# Pipe making 1945



## Senior (Dec 3, 2010)

Hi,
I am trying to create an archive of old woodworking videos.
I have added another to my blog, it shows pipe making in 1945.

I reckon a few fingers must have been lost at some point.

Pipe making Link

If your enjoying these videos, I'd appreciate a few comments on the blog to keep me at it :yes:

Hand made kitchens herts


----------



## H. A. S. (Sep 23, 2010)

Thank you for the links! I used to work in two machine shops that were opened in the 30s, still had all the line shafting and pulleys on the ceilings.

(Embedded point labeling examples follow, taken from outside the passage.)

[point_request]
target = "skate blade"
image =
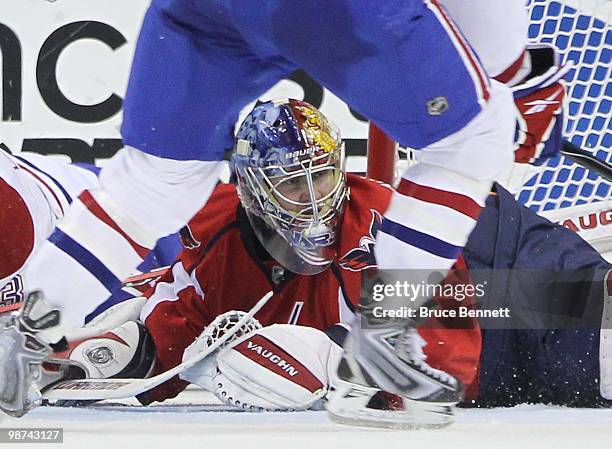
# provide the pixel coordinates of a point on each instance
(348, 405)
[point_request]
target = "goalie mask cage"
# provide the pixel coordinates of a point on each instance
(581, 29)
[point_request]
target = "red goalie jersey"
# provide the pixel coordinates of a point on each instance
(224, 268)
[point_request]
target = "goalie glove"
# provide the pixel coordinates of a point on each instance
(203, 372)
(279, 367)
(539, 99)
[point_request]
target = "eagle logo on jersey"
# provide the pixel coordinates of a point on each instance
(361, 258)
(187, 238)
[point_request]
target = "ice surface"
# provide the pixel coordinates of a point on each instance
(182, 423)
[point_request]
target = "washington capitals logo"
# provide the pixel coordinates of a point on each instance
(187, 238)
(358, 259)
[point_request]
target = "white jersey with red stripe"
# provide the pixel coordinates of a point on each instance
(500, 52)
(36, 190)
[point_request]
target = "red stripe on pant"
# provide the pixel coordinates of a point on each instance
(461, 203)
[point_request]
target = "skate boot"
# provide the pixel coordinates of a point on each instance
(384, 358)
(22, 352)
(392, 362)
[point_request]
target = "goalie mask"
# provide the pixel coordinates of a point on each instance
(288, 167)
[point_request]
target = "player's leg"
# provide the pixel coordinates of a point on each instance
(184, 95)
(186, 89)
(497, 30)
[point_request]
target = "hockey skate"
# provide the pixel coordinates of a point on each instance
(387, 363)
(383, 358)
(22, 352)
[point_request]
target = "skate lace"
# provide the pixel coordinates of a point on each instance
(413, 344)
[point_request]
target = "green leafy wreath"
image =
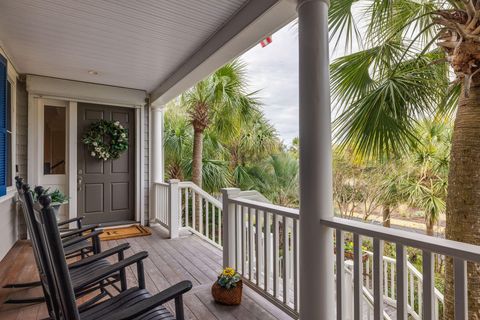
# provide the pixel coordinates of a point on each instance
(106, 139)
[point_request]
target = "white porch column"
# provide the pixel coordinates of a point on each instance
(157, 145)
(317, 293)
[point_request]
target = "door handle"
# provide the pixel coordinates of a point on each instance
(79, 183)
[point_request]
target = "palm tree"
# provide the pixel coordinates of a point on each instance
(178, 142)
(401, 75)
(277, 179)
(254, 141)
(221, 99)
(426, 184)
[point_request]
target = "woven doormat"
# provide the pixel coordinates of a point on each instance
(124, 232)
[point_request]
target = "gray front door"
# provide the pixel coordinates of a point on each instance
(106, 189)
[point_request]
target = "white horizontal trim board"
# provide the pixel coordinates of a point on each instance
(85, 91)
(250, 25)
(446, 247)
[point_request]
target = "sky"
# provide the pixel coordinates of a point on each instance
(274, 71)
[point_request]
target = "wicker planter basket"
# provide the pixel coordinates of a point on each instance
(231, 297)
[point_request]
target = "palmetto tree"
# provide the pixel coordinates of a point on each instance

The machines were being upgraded to individual motors by the time I started, but sometimes I'd have the feeling that the old machinists were still there using those old machines.

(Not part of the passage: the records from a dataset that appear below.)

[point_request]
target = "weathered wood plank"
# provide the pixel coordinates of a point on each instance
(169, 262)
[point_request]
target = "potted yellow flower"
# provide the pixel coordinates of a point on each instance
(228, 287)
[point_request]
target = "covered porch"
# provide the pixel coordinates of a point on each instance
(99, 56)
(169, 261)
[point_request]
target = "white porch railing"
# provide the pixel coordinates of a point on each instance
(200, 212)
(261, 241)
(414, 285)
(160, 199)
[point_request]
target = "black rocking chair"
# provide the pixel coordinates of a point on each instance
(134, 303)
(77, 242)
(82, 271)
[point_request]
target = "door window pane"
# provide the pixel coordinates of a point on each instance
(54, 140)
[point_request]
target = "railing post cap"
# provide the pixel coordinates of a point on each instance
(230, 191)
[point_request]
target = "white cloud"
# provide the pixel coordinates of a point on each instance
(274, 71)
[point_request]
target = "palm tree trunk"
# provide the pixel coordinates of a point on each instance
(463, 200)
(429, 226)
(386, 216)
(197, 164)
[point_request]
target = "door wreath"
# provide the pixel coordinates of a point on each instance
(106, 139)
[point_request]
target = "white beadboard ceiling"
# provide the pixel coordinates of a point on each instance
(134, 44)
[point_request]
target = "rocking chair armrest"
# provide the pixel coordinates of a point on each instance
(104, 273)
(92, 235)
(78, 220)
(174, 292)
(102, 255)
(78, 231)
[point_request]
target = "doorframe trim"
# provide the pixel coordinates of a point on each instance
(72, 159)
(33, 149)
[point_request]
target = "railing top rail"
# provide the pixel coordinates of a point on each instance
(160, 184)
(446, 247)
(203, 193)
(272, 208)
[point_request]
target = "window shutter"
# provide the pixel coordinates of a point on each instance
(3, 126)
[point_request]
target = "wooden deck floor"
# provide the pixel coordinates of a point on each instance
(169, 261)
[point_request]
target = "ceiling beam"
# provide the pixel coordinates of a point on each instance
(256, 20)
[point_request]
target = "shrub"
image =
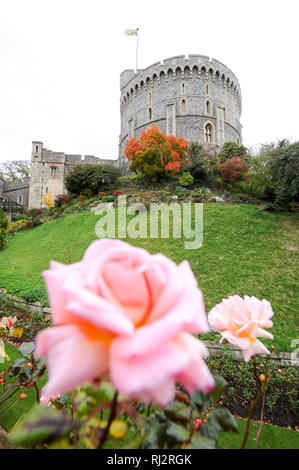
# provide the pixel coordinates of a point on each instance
(48, 200)
(232, 150)
(284, 170)
(156, 155)
(62, 199)
(234, 170)
(17, 226)
(3, 229)
(186, 179)
(201, 165)
(129, 181)
(91, 179)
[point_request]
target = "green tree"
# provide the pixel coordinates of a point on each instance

We still had the humongous planers and vertical turret lathes being driven with belting, though. Good times.


----------



## mdntrdr (Dec 22, 2009)

This one, and the last one, would not load for me. :huh:


----------



## midcent' dave (Dec 20, 2010)

Love the pipe vid.! Thanks for the great links. Sure glad I never had to cut my own briar for my pipe carvings. Those wide open 20" blades just begging for a fresh finger!!


----------



## WWWorker (Jan 12, 2011)

Sharp video... I can't believe those hands so close to those blades!


----------